Le travail dans le secteur de l’économie domestique est en grande partie assuré par des personnes sans statut légal, dont plus de 90% sont des femmes en provenance d’Asie, d’Amérique latine, du Maghreb ou d’Afrique.

La législation suisse n’autorise pas la prise d’emploi de personnel non qualifié en provenance des pays hors de l’Union européenne. Cette impossibilité touche tout particulièrement le secteur de l’économie domestique. Elle crée ainsi un secteur de l’ombre et rejette dans la clandestinité des dizaines de milliers de personnes, dont une majorité de femmes.
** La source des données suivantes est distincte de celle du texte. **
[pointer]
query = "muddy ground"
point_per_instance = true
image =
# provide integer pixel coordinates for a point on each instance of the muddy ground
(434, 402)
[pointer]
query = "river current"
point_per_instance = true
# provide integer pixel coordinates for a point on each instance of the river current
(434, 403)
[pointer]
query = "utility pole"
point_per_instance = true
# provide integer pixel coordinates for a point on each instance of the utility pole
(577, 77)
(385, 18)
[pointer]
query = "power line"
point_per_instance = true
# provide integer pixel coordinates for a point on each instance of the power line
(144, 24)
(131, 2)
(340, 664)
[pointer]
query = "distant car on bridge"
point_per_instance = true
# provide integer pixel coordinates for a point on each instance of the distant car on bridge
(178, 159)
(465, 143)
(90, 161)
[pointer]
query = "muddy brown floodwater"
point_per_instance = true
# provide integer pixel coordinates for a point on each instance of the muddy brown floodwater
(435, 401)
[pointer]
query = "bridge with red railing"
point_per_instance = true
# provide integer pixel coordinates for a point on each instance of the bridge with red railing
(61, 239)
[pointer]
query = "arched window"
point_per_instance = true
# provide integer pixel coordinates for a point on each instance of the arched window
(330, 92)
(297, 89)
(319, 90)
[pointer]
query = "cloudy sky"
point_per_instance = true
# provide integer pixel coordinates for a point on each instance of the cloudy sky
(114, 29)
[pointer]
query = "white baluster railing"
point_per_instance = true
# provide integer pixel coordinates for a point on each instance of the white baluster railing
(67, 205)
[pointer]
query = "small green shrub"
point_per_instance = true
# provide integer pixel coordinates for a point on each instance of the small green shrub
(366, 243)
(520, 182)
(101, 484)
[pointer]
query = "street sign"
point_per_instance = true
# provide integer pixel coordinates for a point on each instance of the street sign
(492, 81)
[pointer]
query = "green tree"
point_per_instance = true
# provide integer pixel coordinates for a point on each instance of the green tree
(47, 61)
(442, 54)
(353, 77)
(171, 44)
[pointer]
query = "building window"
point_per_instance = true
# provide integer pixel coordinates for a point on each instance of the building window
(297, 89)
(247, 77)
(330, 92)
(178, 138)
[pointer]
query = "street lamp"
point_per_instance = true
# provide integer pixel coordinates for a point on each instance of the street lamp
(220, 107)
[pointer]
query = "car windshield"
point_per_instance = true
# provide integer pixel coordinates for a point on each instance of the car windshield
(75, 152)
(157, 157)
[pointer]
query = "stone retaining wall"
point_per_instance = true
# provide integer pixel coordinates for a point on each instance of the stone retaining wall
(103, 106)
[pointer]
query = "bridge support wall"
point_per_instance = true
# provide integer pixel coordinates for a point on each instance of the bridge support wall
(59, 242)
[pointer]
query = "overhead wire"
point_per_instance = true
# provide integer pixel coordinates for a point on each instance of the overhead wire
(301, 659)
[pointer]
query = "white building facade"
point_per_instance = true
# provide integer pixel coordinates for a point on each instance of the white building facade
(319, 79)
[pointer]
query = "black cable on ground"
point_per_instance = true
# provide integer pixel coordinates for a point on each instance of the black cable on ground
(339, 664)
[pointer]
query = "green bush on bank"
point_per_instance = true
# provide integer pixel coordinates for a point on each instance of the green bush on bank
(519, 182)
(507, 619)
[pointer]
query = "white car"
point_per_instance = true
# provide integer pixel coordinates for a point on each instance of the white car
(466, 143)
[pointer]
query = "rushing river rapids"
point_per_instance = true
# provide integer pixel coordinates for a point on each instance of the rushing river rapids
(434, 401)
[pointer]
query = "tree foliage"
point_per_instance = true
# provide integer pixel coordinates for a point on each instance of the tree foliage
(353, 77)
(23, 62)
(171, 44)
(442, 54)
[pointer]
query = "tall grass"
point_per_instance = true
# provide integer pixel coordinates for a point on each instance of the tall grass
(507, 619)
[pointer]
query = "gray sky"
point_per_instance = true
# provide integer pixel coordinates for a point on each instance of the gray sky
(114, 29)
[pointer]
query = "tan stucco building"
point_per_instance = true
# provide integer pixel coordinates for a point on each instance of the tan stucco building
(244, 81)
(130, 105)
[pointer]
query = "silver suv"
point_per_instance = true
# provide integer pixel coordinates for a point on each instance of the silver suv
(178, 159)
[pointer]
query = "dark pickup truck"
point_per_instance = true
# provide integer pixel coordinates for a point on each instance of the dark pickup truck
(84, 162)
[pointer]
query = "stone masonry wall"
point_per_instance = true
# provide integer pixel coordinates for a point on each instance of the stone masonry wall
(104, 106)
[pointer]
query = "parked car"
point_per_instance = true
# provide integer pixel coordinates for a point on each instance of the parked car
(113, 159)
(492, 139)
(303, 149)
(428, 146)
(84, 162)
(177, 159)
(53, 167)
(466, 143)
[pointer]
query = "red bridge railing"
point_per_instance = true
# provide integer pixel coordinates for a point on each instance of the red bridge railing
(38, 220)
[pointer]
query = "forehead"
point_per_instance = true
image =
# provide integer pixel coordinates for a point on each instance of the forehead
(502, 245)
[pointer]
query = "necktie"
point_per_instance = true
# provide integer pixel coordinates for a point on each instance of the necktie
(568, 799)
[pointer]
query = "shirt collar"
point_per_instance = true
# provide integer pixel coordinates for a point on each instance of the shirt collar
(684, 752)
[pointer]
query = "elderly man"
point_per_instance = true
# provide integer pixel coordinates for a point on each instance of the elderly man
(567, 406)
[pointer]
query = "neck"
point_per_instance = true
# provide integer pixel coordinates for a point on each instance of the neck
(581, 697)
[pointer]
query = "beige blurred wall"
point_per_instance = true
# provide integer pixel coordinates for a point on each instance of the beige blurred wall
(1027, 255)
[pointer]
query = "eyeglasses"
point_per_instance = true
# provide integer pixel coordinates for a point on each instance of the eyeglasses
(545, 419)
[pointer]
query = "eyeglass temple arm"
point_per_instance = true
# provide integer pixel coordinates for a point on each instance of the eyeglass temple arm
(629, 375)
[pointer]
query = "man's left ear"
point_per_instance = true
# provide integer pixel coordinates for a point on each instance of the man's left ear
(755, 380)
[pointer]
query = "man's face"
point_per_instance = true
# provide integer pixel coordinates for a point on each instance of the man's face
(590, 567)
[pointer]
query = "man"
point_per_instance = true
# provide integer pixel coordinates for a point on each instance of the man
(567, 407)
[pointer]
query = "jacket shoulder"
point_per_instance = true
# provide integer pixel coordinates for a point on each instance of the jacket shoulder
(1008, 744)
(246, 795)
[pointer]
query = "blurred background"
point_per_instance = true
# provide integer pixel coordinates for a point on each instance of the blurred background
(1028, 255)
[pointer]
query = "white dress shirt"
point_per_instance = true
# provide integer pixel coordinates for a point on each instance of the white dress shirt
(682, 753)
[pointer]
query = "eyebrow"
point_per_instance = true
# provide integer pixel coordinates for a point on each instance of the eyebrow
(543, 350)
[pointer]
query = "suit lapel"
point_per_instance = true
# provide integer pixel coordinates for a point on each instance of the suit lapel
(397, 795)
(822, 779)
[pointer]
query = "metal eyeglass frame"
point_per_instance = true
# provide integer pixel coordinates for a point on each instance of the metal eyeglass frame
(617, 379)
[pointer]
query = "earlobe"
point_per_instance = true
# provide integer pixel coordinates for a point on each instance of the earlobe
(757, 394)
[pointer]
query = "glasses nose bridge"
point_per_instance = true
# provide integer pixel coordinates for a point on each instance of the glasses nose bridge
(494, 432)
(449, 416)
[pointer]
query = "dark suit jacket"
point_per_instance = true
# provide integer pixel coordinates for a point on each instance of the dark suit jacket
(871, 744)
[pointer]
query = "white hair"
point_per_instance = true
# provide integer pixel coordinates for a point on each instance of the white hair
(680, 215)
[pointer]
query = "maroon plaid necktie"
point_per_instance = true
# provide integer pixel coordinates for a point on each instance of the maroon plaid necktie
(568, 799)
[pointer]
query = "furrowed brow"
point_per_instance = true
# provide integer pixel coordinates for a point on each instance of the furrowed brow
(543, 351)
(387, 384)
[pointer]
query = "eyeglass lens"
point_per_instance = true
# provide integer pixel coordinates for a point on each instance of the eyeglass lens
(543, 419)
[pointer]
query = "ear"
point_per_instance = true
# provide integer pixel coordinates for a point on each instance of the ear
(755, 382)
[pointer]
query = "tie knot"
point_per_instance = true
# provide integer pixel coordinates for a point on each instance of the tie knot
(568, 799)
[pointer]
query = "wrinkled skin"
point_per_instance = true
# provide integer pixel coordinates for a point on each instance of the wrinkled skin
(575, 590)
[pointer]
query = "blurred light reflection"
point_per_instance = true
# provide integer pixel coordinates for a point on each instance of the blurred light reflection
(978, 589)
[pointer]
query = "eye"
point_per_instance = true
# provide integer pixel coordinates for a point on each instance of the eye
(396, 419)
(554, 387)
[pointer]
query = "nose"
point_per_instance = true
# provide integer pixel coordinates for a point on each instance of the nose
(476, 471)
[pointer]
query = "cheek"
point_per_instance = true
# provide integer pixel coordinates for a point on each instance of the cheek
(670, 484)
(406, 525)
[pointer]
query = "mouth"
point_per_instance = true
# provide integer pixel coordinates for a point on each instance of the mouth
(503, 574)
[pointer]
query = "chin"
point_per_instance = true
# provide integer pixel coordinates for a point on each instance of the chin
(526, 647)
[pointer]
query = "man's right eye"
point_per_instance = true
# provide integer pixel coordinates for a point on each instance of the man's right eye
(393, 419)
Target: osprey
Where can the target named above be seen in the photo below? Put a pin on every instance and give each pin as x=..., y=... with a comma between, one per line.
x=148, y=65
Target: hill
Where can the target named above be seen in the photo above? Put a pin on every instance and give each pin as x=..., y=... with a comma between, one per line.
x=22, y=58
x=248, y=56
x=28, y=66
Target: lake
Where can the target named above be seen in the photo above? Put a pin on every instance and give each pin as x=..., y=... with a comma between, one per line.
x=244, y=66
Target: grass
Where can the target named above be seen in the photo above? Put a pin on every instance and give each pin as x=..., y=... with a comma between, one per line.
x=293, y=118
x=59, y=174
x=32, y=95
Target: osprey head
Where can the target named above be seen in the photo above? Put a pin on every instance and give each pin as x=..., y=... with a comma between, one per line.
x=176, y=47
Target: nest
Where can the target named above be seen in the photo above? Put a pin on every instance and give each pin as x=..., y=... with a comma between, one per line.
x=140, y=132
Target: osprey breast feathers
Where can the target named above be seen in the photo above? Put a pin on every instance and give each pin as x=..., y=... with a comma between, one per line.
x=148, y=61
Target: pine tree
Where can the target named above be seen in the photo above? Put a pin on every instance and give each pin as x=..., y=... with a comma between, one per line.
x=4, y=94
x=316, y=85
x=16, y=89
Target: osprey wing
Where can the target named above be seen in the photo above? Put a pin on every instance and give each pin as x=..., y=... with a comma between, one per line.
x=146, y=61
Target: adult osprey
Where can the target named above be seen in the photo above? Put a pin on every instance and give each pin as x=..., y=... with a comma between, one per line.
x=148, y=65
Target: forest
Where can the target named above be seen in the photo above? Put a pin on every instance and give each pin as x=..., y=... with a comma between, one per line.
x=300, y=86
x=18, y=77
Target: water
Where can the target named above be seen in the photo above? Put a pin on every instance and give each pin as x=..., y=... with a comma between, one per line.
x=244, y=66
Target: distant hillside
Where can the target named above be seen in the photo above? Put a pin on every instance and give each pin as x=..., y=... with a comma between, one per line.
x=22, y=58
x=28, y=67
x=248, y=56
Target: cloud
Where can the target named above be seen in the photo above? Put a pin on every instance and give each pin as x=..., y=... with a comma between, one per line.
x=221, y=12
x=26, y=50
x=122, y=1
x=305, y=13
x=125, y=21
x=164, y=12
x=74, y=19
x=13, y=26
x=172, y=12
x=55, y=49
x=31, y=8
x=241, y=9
La clandestinité aggrave encore cette situation, en favorisant l’exploitation et la discrimination de ces femmes (isolement, salaire indécent, absence de couverture sociale et d’accès aux soins médicaux, chantage à la dénonciation, violence, harcèlement sexuel et viol, logement dans la promiscuité, peur de faire valoir ses droits devant les tribunaux, insécurité permanente liée à la peur d’être expulsées, etc.).

Les objectifs poursuivis

  • Régularisation collective des personnes sans statut légal, par l’octroi de permis de séjour et de travail, car leur activité répond à des besoins sociaux non satisfaits;
  • D’ici là, arrêt immédiat des expulsions des personnes sans statut légal travaillant en Suisse;
  • Garantie de l’accès aux soins médicaux pour ces personnes, et levée des obstacles à la formation professionnelle (apprentissage) pour leurs enfants mineurs résidant en Suisse;
  • Refus catégorique du projet de nouvelle Loi fédérale (LEtr) sur les étrangers, et modification de la législation suisse actuelle en matière d’immigration;
  • Octroi de permis de travail pour la main d’œuvre immigrée dans le secteur de l’économie domestique;
  • Réglementation du secteur de l’économie domestique dans le but d’y faire régner des conditions de travail dignes et respectueuses des personnes;
  • Adaptation des infrastructures publiques aux besoins sociaux, car elles sont insuffisantes et ne garantissent pas les conditions d’un réel droit au travail pour les femmes;
  • Création des conditions permettant un partage équitable des tâches éducatives, ménagères et de soins entre femmes et hommes (harmonisation des horaires scolaires et professionnels, la réduction de la durée hebdomadaire de travail, et une hausse significative des bas salaires) , afin de faire en sorte que chacun et chacune puisse disposer de temps à consacrer aux tâches de reproduction et de soins aux personnes proches.